剱岳源次尾根&Ⅰ峰下部中央ルンゼ -4-

2007-09-28 18:44:31 | クライミング
5時半過ぎに剱沢を出発。前日歩いてる道なので快調に進む。剱沢の雪は柔らかくアイゼンは不要。平蔵谷出合まであっという間に到着。ここから登りもきつくなるのでアイゼンを付けた。

取付を探すためにゆっくりゆっくりと平蔵谷を登る。しばらくするといかにもそれらしいルンゼを発見。間違いないようだ。取り付くには一旦雪渓の下に降りなくてはいけない。木の枝を埋めようかと考えていたら、いつのものか分からない先行者の懸垂跡を発見。落石を利用したものだが、だいぶ崩れていて、もう一度掘り返しかなり頑丈に作り直した。この懸垂に結構時間を要し、登攀準備を終えてスタートしたのは9:30を過ぎていた。

平蔵谷にもだいぶ日が差すようになり、雪渓の雪もどんどん溶ける。スタートは沢登りだった。ビレイ点や支点もないので、ハーケンをうちながら進む。最初左から取り付いたが雪解け水が雨のように降ってきて登りずらい。右から取付直す。きっとなんてことない登りだったのだろうけど、朝一の登りということと岩が濡れていることもあって、かなり緊張した。2ピッチ目からはすっきり乾いている。やっとクライミングらしくなってきた。スタートこそ数本のハーケンがあったものの、その先はほとんど支点がない。
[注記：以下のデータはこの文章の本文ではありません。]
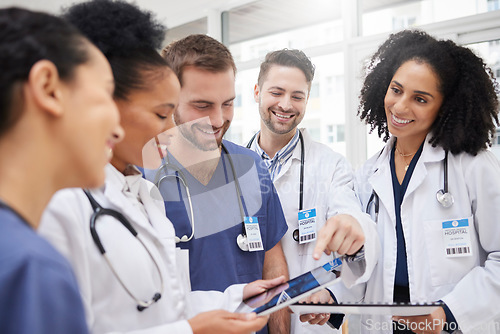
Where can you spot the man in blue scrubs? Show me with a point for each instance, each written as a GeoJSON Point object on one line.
{"type": "Point", "coordinates": [227, 183]}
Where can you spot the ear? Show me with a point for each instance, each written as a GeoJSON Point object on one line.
{"type": "Point", "coordinates": [45, 87]}
{"type": "Point", "coordinates": [256, 92]}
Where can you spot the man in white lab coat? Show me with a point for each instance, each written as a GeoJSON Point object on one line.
{"type": "Point", "coordinates": [314, 183]}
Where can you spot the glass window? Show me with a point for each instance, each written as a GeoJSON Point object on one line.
{"type": "Point", "coordinates": [393, 15]}
{"type": "Point", "coordinates": [179, 32]}
{"type": "Point", "coordinates": [490, 52]}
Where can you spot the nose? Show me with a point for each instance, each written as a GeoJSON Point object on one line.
{"type": "Point", "coordinates": [285, 103]}
{"type": "Point", "coordinates": [217, 117]}
{"type": "Point", "coordinates": [118, 134]}
{"type": "Point", "coordinates": [401, 105]}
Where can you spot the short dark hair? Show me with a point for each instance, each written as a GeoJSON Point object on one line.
{"type": "Point", "coordinates": [288, 58]}
{"type": "Point", "coordinates": [129, 37]}
{"type": "Point", "coordinates": [27, 37]}
{"type": "Point", "coordinates": [200, 51]}
{"type": "Point", "coordinates": [467, 119]}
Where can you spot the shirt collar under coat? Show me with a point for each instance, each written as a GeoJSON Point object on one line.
{"type": "Point", "coordinates": [113, 191]}
{"type": "Point", "coordinates": [297, 152]}
{"type": "Point", "coordinates": [381, 172]}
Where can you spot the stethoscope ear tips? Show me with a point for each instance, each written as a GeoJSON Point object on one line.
{"type": "Point", "coordinates": [444, 198]}
{"type": "Point", "coordinates": [241, 240]}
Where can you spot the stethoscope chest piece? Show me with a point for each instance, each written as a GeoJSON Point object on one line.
{"type": "Point", "coordinates": [444, 198]}
{"type": "Point", "coordinates": [241, 240]}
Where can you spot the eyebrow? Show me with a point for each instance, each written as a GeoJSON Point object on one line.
{"type": "Point", "coordinates": [415, 91]}
{"type": "Point", "coordinates": [165, 105]}
{"type": "Point", "coordinates": [282, 90]}
{"type": "Point", "coordinates": [210, 102]}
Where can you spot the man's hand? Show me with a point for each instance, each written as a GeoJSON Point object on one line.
{"type": "Point", "coordinates": [342, 234]}
{"type": "Point", "coordinates": [220, 321]}
{"type": "Point", "coordinates": [429, 324]}
{"type": "Point", "coordinates": [260, 286]}
{"type": "Point", "coordinates": [323, 297]}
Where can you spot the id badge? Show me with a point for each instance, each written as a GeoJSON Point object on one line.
{"type": "Point", "coordinates": [307, 226]}
{"type": "Point", "coordinates": [252, 230]}
{"type": "Point", "coordinates": [456, 236]}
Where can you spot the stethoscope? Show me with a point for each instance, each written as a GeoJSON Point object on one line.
{"type": "Point", "coordinates": [241, 239]}
{"type": "Point", "coordinates": [295, 233]}
{"type": "Point", "coordinates": [99, 211]}
{"type": "Point", "coordinates": [180, 176]}
{"type": "Point", "coordinates": [443, 196]}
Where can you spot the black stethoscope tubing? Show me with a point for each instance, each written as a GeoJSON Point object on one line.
{"type": "Point", "coordinates": [241, 203]}
{"type": "Point", "coordinates": [99, 211]}
{"type": "Point", "coordinates": [443, 196]}
{"type": "Point", "coordinates": [295, 233]}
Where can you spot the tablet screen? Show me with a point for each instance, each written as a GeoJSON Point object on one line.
{"type": "Point", "coordinates": [293, 290]}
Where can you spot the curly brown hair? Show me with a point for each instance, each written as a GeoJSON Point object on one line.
{"type": "Point", "coordinates": [200, 51]}
{"type": "Point", "coordinates": [468, 116]}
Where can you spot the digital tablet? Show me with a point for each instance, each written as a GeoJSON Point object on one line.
{"type": "Point", "coordinates": [394, 309]}
{"type": "Point", "coordinates": [295, 289]}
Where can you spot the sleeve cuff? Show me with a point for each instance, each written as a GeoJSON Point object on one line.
{"type": "Point", "coordinates": [336, 319]}
{"type": "Point", "coordinates": [451, 322]}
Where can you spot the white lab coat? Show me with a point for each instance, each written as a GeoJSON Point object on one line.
{"type": "Point", "coordinates": [470, 286]}
{"type": "Point", "coordinates": [328, 187]}
{"type": "Point", "coordinates": [109, 309]}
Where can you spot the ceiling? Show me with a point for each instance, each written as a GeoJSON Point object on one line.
{"type": "Point", "coordinates": [247, 18]}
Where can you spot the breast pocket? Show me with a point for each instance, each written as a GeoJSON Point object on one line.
{"type": "Point", "coordinates": [446, 269]}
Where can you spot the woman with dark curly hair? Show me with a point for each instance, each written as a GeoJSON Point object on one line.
{"type": "Point", "coordinates": [435, 188]}
{"type": "Point", "coordinates": [58, 126]}
{"type": "Point", "coordinates": [134, 282]}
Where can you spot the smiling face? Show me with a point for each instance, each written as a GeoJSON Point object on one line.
{"type": "Point", "coordinates": [92, 120]}
{"type": "Point", "coordinates": [282, 98]}
{"type": "Point", "coordinates": [205, 107]}
{"type": "Point", "coordinates": [412, 102]}
{"type": "Point", "coordinates": [146, 113]}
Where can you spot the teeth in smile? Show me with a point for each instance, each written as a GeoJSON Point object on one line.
{"type": "Point", "coordinates": [283, 116]}
{"type": "Point", "coordinates": [400, 121]}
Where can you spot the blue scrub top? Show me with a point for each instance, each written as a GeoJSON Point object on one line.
{"type": "Point", "coordinates": [215, 259]}
{"type": "Point", "coordinates": [38, 291]}
{"type": "Point", "coordinates": [401, 278]}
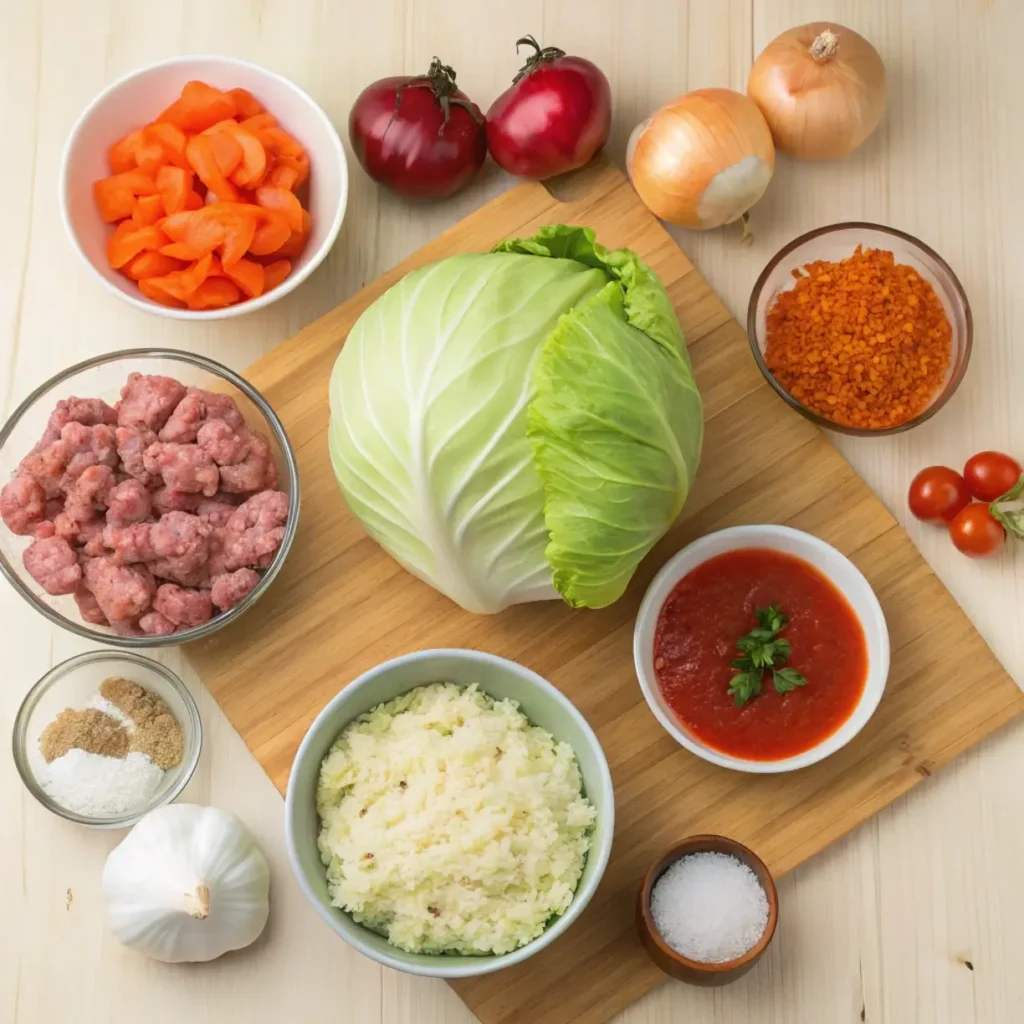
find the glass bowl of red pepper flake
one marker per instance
(861, 328)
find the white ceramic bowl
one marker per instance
(135, 100)
(540, 701)
(844, 576)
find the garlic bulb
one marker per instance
(187, 883)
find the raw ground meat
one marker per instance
(52, 563)
(194, 410)
(130, 544)
(128, 502)
(183, 467)
(230, 588)
(88, 607)
(256, 529)
(46, 466)
(182, 605)
(87, 411)
(23, 504)
(92, 487)
(132, 442)
(147, 400)
(225, 445)
(168, 500)
(154, 514)
(155, 625)
(123, 592)
(255, 472)
(216, 513)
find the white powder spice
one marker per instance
(710, 907)
(96, 785)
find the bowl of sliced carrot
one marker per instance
(203, 187)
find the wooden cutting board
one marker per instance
(342, 605)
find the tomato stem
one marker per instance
(1007, 513)
(440, 80)
(543, 54)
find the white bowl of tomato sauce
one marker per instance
(761, 648)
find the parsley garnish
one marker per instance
(764, 650)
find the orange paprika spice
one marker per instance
(863, 342)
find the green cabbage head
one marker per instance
(518, 425)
ビレイポイントと呼べるそれらしい残置なども全くなかった。当然ピナクルを利用したりハーケンで作ったりしてすすむ。

人のあまり入らないルートということである程度は覚悟していたが、支点のなさは想像以上で思わぬ時間の浪費となった。しかしやはり人のいない静かなルートは気持ちがいい。自分でネイリングしながら進んで行く感覚も楽しい。ハーケンに導かれることなく自分でルートファインディングが出来るのも、支点がないおかげだ。核心のF7?の出口付近はちょっと怖かったが、とても楽しいクライミングが出来た。が、時間が掛かりすぎた。登攀が終了し、ロープをほどいた時はすでに16:30を回っていた・・・

おそらくロープを解いたあたりですでに源次へ抜ける分岐点を過ぎていたのだと思う。みんなで注意しながら登っていってのに見つけられなかったのは、たぶんそのせいだ。○井さんがだいぶ疲れているようす。急な草付きを登る足取りが、見ていて不安を感じさせた。膝を痛めてベースに残る○部さんや、近くにたまたま居合わせた県連救助隊長の熊○さんと相談しながら這松帯でビバークすることにした。その時は分からなかったが、もうすでにⅠ峰の頂上直下にいたのだ。ちょっと頑張れば稜線へ抜けられたが、天気もいいことだし無理はせずにビバークをして正解だったと思う。うるさい虫をはらいながら、頭からツエルトを被ってさっさと寝ることにした。